桜の枝

 寒い日が続いていたのに、「暖かい」を通り越して一気に「暑く」なった。畑に出ても、ワイシャツだけで動ける。
 山には、タムシバがあちこちに咲いた。白い花の木がモコモコと立っている。ばあちゃんは、昔、「コブシが咲く年は日照り」と言っていたなあ。「コブシではなく、タムシバだ」と教えてくれたのは、ゴルフ場に勤めていた人だ。どちらもモクレン科の白い花だ。さくら会花見の日に、宝塚の駅前の歩道に植えられて咲いていたのが、コブシだろう。仁川競馬場にもあった。
 コブシの多い年が日照りかどうか、みてみよう。私の見たところ、夏が日照りの年の次の春は、タムシバが少ない。
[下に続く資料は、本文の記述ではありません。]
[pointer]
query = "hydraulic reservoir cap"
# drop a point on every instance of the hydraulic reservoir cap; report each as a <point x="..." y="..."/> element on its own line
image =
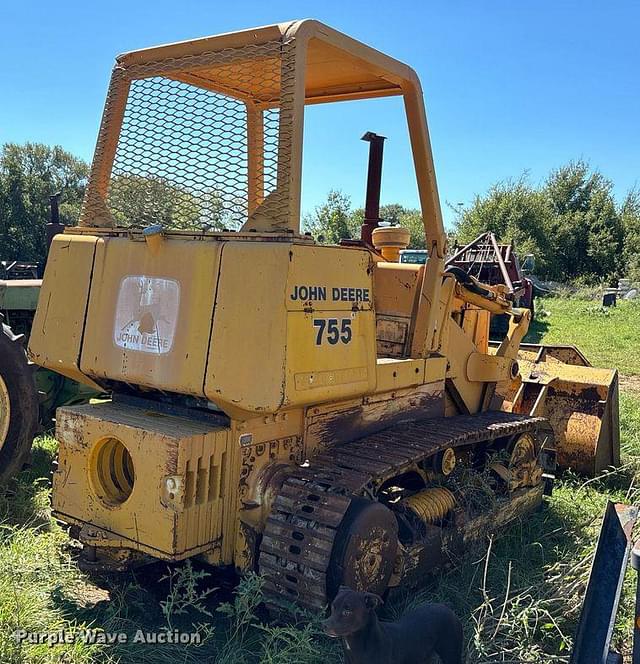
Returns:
<point x="154" y="236"/>
<point x="389" y="240"/>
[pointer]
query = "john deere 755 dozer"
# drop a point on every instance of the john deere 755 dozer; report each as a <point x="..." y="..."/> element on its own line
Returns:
<point x="322" y="414"/>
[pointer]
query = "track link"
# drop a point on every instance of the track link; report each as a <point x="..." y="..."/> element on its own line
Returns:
<point x="299" y="534"/>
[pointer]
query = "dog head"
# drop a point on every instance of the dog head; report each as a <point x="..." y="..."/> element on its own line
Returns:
<point x="350" y="612"/>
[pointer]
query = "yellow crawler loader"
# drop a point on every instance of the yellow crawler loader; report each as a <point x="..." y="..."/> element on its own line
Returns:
<point x="324" y="415"/>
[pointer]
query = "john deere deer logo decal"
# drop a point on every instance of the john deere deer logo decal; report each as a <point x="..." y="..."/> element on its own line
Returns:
<point x="146" y="314"/>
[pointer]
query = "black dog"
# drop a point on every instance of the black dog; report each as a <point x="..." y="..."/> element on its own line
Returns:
<point x="432" y="628"/>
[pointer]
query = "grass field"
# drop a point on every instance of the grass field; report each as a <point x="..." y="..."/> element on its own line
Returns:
<point x="519" y="593"/>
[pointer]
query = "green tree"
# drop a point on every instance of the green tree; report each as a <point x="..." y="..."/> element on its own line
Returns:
<point x="584" y="227"/>
<point x="571" y="223"/>
<point x="138" y="201"/>
<point x="630" y="217"/>
<point x="397" y="215"/>
<point x="29" y="174"/>
<point x="333" y="220"/>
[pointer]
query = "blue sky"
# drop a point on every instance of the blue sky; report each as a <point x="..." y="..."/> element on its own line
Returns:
<point x="510" y="86"/>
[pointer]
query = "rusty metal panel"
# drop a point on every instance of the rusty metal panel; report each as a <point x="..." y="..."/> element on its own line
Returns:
<point x="605" y="585"/>
<point x="161" y="488"/>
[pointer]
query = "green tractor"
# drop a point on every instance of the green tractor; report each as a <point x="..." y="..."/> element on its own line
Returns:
<point x="29" y="395"/>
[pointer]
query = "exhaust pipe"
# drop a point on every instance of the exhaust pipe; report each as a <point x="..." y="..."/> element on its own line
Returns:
<point x="374" y="181"/>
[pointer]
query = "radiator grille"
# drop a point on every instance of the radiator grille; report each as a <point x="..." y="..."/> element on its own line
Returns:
<point x="195" y="143"/>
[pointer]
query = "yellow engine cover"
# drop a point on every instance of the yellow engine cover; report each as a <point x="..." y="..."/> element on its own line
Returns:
<point x="154" y="483"/>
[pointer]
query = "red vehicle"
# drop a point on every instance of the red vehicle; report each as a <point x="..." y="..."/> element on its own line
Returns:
<point x="492" y="263"/>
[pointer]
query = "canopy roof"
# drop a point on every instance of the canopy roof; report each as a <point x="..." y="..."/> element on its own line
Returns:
<point x="337" y="67"/>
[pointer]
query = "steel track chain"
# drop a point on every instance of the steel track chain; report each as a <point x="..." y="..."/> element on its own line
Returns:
<point x="298" y="538"/>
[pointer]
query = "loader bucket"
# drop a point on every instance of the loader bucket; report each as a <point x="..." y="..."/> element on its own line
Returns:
<point x="580" y="402"/>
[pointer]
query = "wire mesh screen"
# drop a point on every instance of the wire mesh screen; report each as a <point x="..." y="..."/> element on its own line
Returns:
<point x="200" y="142"/>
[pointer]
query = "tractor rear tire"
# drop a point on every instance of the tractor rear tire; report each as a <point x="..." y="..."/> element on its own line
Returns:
<point x="18" y="405"/>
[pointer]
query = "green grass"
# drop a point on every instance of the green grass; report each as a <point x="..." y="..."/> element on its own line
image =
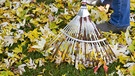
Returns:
<point x="51" y="69"/>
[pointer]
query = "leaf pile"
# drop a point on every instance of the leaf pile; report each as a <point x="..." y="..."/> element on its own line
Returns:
<point x="27" y="26"/>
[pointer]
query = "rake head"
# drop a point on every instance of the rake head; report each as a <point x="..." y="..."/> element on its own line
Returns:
<point x="80" y="42"/>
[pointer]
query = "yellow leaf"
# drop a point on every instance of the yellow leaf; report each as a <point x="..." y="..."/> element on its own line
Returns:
<point x="32" y="35"/>
<point x="132" y="23"/>
<point x="18" y="49"/>
<point x="123" y="58"/>
<point x="81" y="67"/>
<point x="37" y="10"/>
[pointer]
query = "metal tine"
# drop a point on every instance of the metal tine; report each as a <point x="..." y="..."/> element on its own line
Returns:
<point x="99" y="43"/>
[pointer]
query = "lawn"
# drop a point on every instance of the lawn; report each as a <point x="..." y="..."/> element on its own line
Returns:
<point x="26" y="28"/>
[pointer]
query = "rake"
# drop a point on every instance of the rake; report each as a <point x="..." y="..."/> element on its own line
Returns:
<point x="80" y="42"/>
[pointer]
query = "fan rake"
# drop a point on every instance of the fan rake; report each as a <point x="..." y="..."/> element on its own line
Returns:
<point x="80" y="42"/>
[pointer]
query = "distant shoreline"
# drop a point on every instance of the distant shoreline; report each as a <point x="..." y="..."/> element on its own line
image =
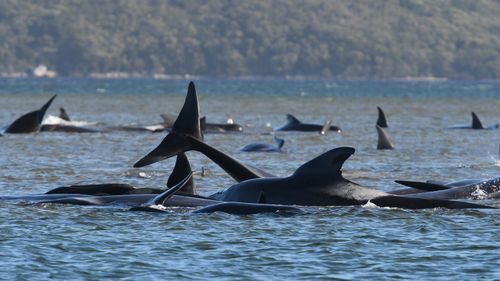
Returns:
<point x="123" y="75"/>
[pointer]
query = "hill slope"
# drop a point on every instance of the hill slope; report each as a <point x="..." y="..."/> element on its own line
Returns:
<point x="344" y="39"/>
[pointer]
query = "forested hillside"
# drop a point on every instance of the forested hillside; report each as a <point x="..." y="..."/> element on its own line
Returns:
<point x="457" y="39"/>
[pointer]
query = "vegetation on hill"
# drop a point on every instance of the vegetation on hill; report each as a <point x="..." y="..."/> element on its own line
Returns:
<point x="458" y="39"/>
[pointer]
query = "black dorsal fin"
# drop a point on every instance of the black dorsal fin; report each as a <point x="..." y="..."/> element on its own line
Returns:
<point x="327" y="165"/>
<point x="476" y="123"/>
<point x="326" y="127"/>
<point x="291" y="119"/>
<point x="181" y="169"/>
<point x="229" y="119"/>
<point x="383" y="140"/>
<point x="381" y="120"/>
<point x="262" y="198"/>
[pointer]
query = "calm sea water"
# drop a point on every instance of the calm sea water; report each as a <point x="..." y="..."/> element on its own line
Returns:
<point x="46" y="242"/>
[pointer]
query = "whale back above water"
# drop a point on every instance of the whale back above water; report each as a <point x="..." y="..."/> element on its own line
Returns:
<point x="29" y="122"/>
<point x="293" y="124"/>
<point x="264" y="147"/>
<point x="319" y="182"/>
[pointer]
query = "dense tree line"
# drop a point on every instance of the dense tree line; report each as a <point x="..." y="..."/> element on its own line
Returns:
<point x="319" y="38"/>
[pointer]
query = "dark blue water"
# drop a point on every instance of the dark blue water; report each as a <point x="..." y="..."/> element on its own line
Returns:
<point x="46" y="242"/>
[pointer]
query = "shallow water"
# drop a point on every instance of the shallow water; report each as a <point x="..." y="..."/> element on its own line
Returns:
<point x="61" y="242"/>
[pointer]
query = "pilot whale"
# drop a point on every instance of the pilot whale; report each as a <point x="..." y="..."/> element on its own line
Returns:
<point x="186" y="135"/>
<point x="293" y="124"/>
<point x="381" y="119"/>
<point x="181" y="169"/>
<point x="383" y="141"/>
<point x="160" y="202"/>
<point x="468" y="189"/>
<point x="29" y="122"/>
<point x="264" y="147"/>
<point x="476" y="124"/>
<point x="319" y="182"/>
<point x="206" y="127"/>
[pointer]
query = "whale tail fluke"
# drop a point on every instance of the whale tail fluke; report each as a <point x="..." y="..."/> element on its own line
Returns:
<point x="476" y="123"/>
<point x="29" y="122"/>
<point x="381" y="120"/>
<point x="186" y="124"/>
<point x="383" y="140"/>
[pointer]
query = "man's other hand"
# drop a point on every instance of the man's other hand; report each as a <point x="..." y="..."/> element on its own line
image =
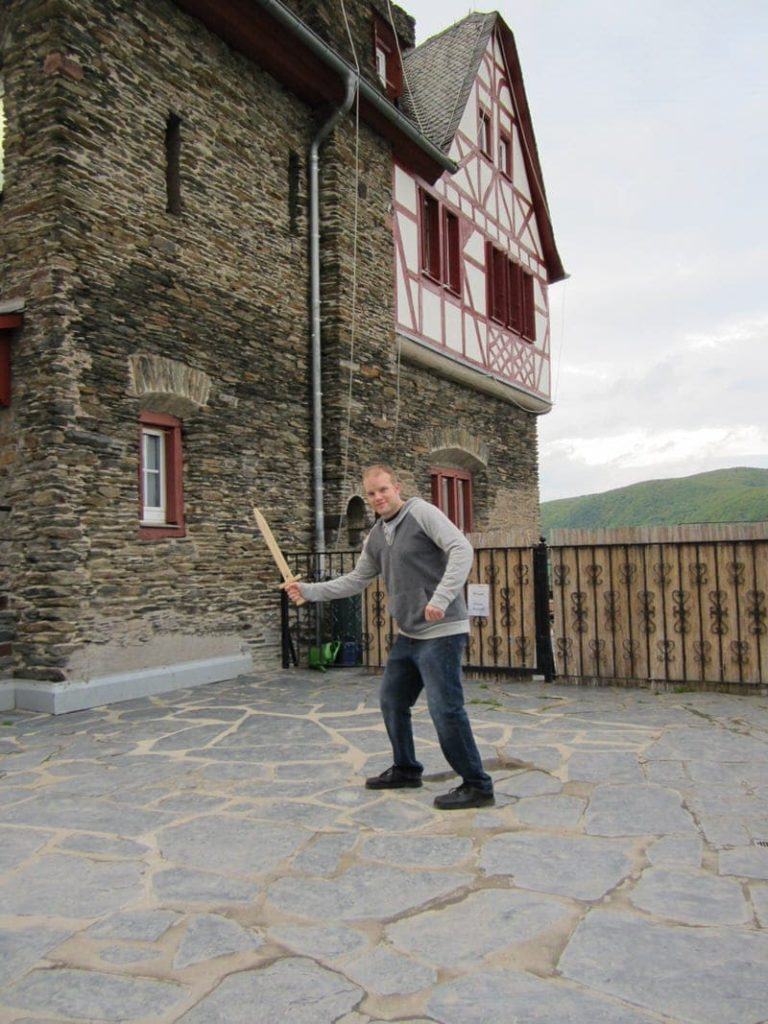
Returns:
<point x="293" y="590"/>
<point x="433" y="614"/>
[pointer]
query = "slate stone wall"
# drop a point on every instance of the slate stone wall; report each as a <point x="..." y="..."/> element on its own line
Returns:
<point x="120" y="294"/>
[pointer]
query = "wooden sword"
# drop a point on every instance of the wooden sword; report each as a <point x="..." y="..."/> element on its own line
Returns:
<point x="280" y="561"/>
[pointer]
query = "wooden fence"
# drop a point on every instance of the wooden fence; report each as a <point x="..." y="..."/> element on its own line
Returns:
<point x="683" y="606"/>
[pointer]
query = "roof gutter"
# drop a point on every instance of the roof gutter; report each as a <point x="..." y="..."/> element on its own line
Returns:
<point x="370" y="94"/>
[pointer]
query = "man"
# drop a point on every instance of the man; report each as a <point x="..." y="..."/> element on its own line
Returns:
<point x="424" y="560"/>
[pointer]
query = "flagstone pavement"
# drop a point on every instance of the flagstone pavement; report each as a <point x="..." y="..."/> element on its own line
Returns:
<point x="211" y="856"/>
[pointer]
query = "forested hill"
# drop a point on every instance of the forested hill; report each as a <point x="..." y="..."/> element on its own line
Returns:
<point x="722" y="496"/>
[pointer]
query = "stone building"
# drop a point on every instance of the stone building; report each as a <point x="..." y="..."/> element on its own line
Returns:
<point x="160" y="368"/>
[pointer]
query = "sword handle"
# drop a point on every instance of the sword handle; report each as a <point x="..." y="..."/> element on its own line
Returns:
<point x="301" y="600"/>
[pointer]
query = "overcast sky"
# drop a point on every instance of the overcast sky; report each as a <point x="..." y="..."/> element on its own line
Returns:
<point x="650" y="119"/>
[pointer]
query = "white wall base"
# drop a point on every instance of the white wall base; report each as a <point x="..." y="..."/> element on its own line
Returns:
<point x="57" y="698"/>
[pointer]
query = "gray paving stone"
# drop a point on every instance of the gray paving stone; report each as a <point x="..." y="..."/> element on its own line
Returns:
<point x="551" y="812"/>
<point x="103" y="846"/>
<point x="707" y="744"/>
<point x="393" y="814"/>
<point x="67" y="887"/>
<point x="361" y="892"/>
<point x="485" y="922"/>
<point x="759" y="896"/>
<point x="50" y="811"/>
<point x="677" y="851"/>
<point x="295" y="990"/>
<point x="690" y="898"/>
<point x="578" y="866"/>
<point x="701" y="976"/>
<point x="636" y="810"/>
<point x="242" y="846"/>
<point x="528" y="783"/>
<point x="325" y="853"/>
<point x="134" y="926"/>
<point x="329" y="942"/>
<point x="418" y="851"/>
<point x="20" y="948"/>
<point x="18" y="844"/>
<point x="211" y="935"/>
<point x="604" y="766"/>
<point x="747" y="862"/>
<point x="508" y="996"/>
<point x="386" y="973"/>
<point x="93" y="995"/>
<point x="128" y="954"/>
<point x="177" y="885"/>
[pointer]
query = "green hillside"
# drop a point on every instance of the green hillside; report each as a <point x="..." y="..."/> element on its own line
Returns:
<point x="722" y="496"/>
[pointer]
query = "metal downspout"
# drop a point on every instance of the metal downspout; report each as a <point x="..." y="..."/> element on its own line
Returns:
<point x="325" y="131"/>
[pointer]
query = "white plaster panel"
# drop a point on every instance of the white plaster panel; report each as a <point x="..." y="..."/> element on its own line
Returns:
<point x="431" y="326"/>
<point x="518" y="166"/>
<point x="453" y="327"/>
<point x="475" y="281"/>
<point x="474" y="247"/>
<point x="404" y="189"/>
<point x="403" y="309"/>
<point x="410" y="236"/>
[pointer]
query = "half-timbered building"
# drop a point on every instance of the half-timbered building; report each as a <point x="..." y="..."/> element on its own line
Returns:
<point x="242" y="255"/>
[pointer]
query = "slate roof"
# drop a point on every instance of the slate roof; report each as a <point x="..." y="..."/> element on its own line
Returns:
<point x="440" y="73"/>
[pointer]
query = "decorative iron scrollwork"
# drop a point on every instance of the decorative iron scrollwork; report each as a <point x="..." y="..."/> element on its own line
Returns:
<point x="647" y="610"/>
<point x="562" y="576"/>
<point x="508" y="610"/>
<point x="756" y="611"/>
<point x="702" y="651"/>
<point x="627" y="572"/>
<point x="662" y="573"/>
<point x="681" y="611"/>
<point x="735" y="572"/>
<point x="579" y="611"/>
<point x="740" y="652"/>
<point x="630" y="649"/>
<point x="610" y="610"/>
<point x="594" y="574"/>
<point x="597" y="650"/>
<point x="699" y="573"/>
<point x="666" y="651"/>
<point x="523" y="648"/>
<point x="520" y="573"/>
<point x="718" y="612"/>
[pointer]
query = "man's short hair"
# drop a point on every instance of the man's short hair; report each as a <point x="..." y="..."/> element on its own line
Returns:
<point x="381" y="467"/>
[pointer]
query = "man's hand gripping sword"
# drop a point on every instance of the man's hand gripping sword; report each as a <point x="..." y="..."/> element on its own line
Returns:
<point x="280" y="561"/>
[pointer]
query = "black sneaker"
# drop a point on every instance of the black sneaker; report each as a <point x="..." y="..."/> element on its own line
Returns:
<point x="464" y="797"/>
<point x="394" y="778"/>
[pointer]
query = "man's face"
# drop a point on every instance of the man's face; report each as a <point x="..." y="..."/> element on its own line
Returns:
<point x="382" y="494"/>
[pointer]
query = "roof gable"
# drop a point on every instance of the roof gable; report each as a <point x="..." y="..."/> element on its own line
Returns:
<point x="439" y="76"/>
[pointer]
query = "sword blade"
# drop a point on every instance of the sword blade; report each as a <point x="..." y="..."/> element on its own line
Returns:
<point x="278" y="555"/>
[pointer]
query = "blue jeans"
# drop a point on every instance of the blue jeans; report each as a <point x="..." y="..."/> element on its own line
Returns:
<point x="435" y="667"/>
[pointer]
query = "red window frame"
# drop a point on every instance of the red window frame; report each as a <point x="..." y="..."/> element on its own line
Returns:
<point x="174" y="519"/>
<point x="484" y="132"/>
<point x="509" y="293"/>
<point x="384" y="39"/>
<point x="452" y="493"/>
<point x="8" y="324"/>
<point x="505" y="154"/>
<point x="440" y="243"/>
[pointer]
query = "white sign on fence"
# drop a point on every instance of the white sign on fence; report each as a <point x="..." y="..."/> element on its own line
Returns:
<point x="478" y="599"/>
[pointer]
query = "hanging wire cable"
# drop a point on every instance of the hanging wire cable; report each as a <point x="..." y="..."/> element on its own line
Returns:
<point x="353" y="318"/>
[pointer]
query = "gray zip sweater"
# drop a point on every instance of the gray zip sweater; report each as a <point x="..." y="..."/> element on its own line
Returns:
<point x="423" y="558"/>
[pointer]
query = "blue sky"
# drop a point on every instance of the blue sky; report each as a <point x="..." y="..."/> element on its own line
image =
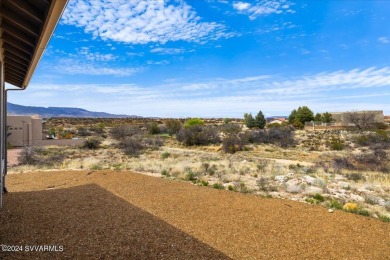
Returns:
<point x="216" y="58"/>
 歩いていたら、桜の枝をバッサバッサと切っている人がいた。「なんで?」と訊くと「電気工事で、邪魔になる枝を払っている」のだそうだ。もうすぐ咲かんばかりになっているのに、切るなんてかわいそう。それに、桜は切ったらいけないのでしょう。「もったいないから、ください」と言うと、OKが出た。一輪車を持ってきて、小枝をたくさん切っては束にして、友達に配って歩いた。皆「わ、かわいそう」「もったいない」「すぐに咲くわね。嬉しいな」「家にいて花見ができる」と言いながら、わけっこした。